Those of you who regularly read my remarks have probably noticed that I don’t often take on global subjects, instead preferring to discuss narrow or even personal situations. After all, there are commentators out there who are far better informed than I bother to keep myself, so I’m happy to let them comment on things like, well, the state of the industry.
But I don’t ignore broader happenings. After all, for example, who isn’t aware of the declining numbers of our ranks? Yet, the pace of aircraft and avionics development is unprecedented. I find it challenging to reconcile a dwindling pilot population with all that new-product development. Who’s buying all that new stuff? I can guess.
Let’s rewind the clock a few decades. Say it’s the late-1970s and you’re shopping for a brand-new, high-performance single. You’ll go all in because you expect to keep this airplane for, well, probably a few decades. You’re in your mid 20s and you can afford it because your engineering degree is starting to pay off and, besides, your Uncle Rich recently passed away and left you some money.

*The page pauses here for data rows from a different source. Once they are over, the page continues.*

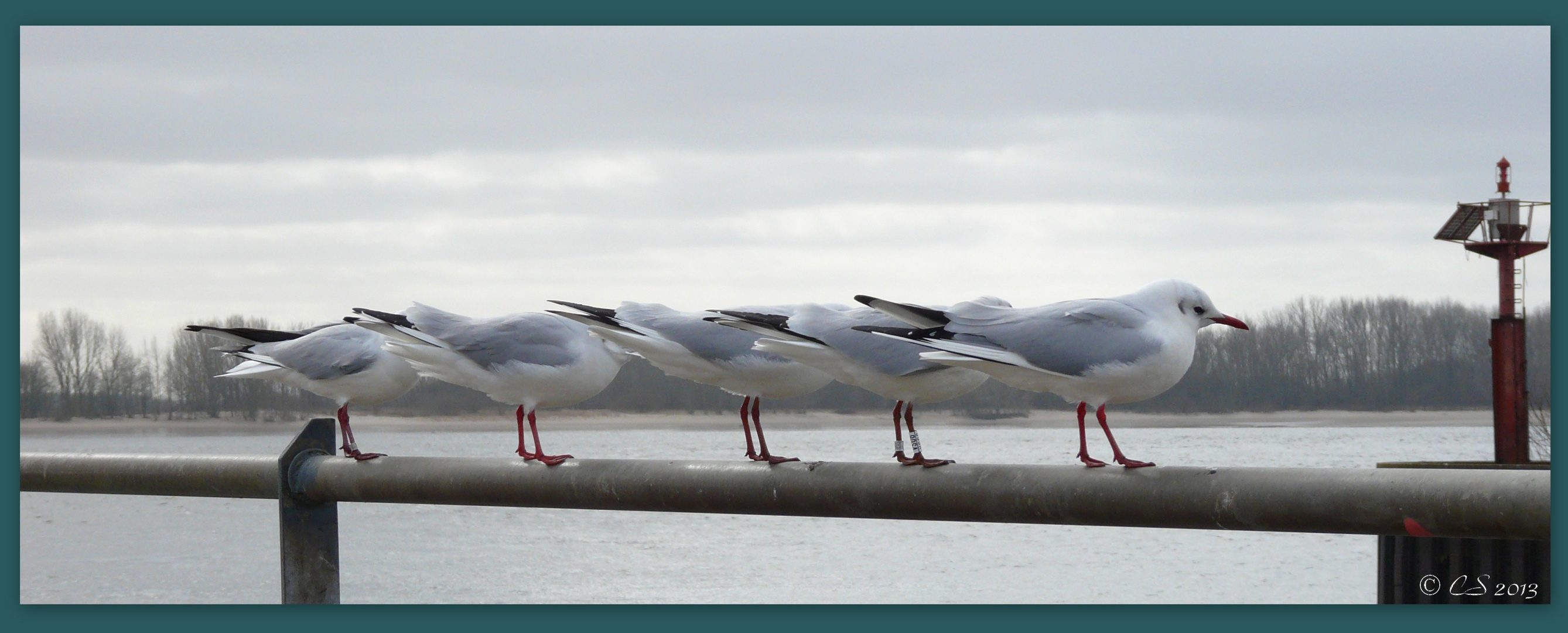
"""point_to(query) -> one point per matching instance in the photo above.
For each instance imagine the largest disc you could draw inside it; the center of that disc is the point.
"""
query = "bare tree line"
(1355, 354)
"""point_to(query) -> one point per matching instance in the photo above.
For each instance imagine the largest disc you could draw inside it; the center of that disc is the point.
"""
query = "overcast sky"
(170, 175)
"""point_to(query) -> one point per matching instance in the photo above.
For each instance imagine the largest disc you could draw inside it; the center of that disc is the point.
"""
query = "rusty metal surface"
(1512, 505)
(237, 477)
(1471, 503)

You want the best, so your panel will have a pair of navcoms, an ADF, a DME, autopilot, and, of course, an HSI. What else is there? Not much, really.
You love your new airplane and you absolutely pamper it. But, time marches on and after 20 or so annuals, you’re thinking that perhaps you’d like one of those new GPS all-in navigators. So you pull one of the navcoms and replace it with an amazing new GNS 430. Life couldn’t get any better.

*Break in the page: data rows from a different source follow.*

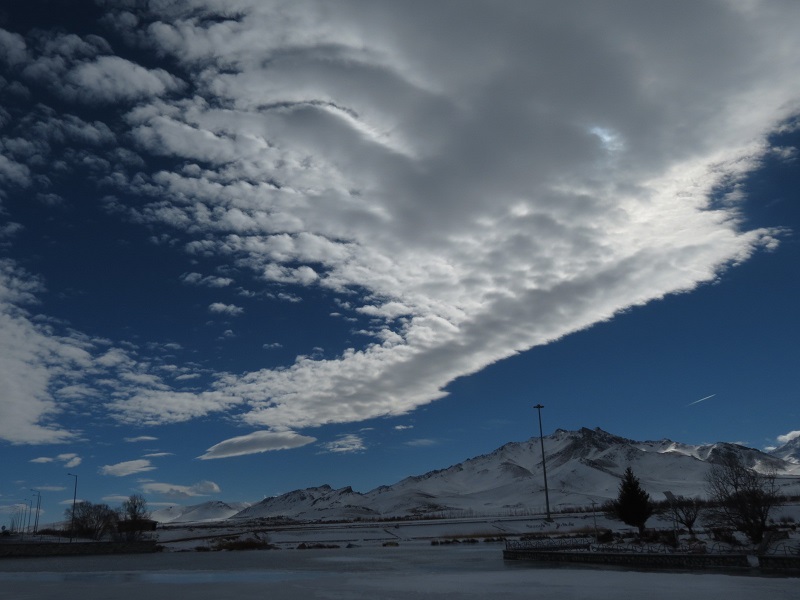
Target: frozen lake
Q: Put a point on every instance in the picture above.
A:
(408, 572)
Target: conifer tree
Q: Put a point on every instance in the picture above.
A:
(633, 505)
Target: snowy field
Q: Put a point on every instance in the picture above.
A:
(413, 570)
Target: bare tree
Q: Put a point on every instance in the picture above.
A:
(134, 517)
(92, 520)
(685, 511)
(741, 498)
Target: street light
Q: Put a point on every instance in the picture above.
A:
(539, 408)
(74, 497)
(38, 508)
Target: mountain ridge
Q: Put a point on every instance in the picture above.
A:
(583, 467)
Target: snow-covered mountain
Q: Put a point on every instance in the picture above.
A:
(199, 513)
(789, 452)
(583, 466)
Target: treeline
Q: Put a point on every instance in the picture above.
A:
(738, 499)
(97, 521)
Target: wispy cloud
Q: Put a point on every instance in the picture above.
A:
(129, 467)
(701, 400)
(413, 181)
(420, 442)
(70, 460)
(208, 280)
(227, 309)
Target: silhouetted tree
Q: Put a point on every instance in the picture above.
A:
(92, 520)
(633, 505)
(685, 511)
(741, 498)
(134, 517)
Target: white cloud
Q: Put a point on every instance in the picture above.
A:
(209, 280)
(141, 438)
(202, 488)
(228, 309)
(473, 189)
(788, 437)
(258, 441)
(477, 226)
(345, 444)
(115, 79)
(422, 442)
(70, 460)
(129, 467)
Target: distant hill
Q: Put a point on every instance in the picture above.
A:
(582, 466)
(789, 452)
(198, 513)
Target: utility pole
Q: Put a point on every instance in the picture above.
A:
(38, 508)
(74, 497)
(539, 408)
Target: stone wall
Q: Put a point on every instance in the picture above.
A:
(633, 559)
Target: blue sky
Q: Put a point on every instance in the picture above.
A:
(248, 247)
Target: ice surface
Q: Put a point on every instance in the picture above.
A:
(411, 571)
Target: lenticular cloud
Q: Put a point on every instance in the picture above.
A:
(477, 178)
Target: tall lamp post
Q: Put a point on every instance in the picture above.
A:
(74, 498)
(38, 508)
(539, 408)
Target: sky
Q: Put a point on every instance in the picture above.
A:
(253, 246)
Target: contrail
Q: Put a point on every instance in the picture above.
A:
(701, 399)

Another 20 or so annuals take place and even that 430 is looking a little tired. The rest of the panel is now, well, hopelessly out of date. Since you’re in your 60s, you’ve got far more disposable income. So, still in love with that airplane, you decide it’s time for a face lift. Besides, you’ve put off ADS-B because you stopped flying for about nine months to attend to some medical issues.
Like the original purchase, you decide to go all in. You select the right shop and work closely with them to pick all the newest toys. You decide to replace just about everything, leaving almost nothing original in the panel. You go full touchscreen EFIS, and even an electronic standby instrument. This allows you to pull that troublesome vacuum pump. (For fun, you look back through the logs and discover that you’re removing the tenth vacuum pump your prized bird has supported. Good riddance.)

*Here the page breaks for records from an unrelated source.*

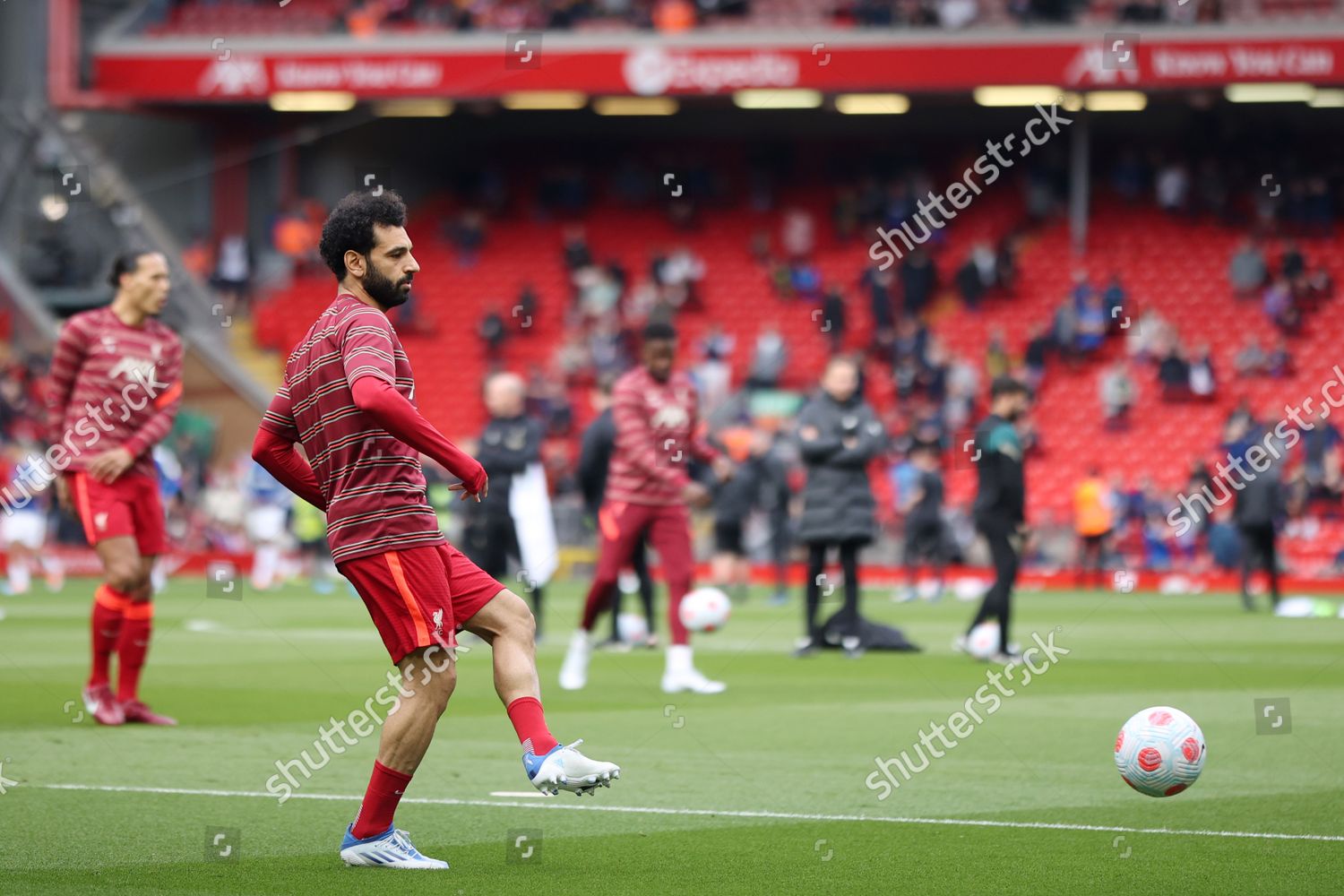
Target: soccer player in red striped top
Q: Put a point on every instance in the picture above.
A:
(349, 400)
(648, 493)
(116, 384)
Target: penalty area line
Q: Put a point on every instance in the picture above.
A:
(718, 813)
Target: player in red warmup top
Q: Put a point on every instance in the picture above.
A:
(116, 384)
(349, 400)
(648, 492)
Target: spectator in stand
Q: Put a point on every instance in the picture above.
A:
(1115, 298)
(1117, 395)
(768, 360)
(1322, 461)
(1066, 330)
(1034, 359)
(918, 280)
(1174, 374)
(1247, 271)
(492, 332)
(1093, 522)
(832, 317)
(879, 282)
(1292, 265)
(1252, 360)
(1202, 379)
(1279, 306)
(1172, 183)
(1091, 325)
(1279, 362)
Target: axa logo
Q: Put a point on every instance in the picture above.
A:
(1090, 66)
(234, 77)
(129, 367)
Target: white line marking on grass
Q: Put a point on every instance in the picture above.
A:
(521, 794)
(725, 813)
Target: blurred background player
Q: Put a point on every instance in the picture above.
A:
(116, 386)
(838, 435)
(594, 461)
(268, 511)
(648, 493)
(23, 527)
(357, 421)
(1093, 503)
(507, 447)
(733, 504)
(926, 535)
(1000, 503)
(1260, 508)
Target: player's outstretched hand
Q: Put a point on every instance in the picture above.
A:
(695, 495)
(467, 493)
(108, 465)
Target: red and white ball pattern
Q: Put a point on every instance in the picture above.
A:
(1160, 751)
(704, 610)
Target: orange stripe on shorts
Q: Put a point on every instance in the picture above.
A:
(83, 506)
(394, 563)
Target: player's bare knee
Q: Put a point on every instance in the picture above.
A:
(125, 576)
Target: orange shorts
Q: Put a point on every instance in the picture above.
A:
(421, 595)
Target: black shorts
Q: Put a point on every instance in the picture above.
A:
(728, 536)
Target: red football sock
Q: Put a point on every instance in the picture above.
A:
(105, 626)
(132, 648)
(530, 723)
(384, 790)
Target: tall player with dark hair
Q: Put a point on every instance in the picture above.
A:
(1000, 504)
(349, 400)
(116, 384)
(648, 492)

Of course, all the avionics go, to be replaced with the latest touchscreen navigators and a digital autopilot. Sure, this requires you to dig a bit (okay, a lot) deeper into that disposable income, but you only live once, right?
Variations on this story are happening all over the world right now, explaining why fewer pilots are spending more money. We might not be buying many new airplanes, but we’re sure spending a lot to make ’em new to us.
Yup, that’s my guess. It’s an easy guess, too, because, well, that’s pretty much what I did. You too?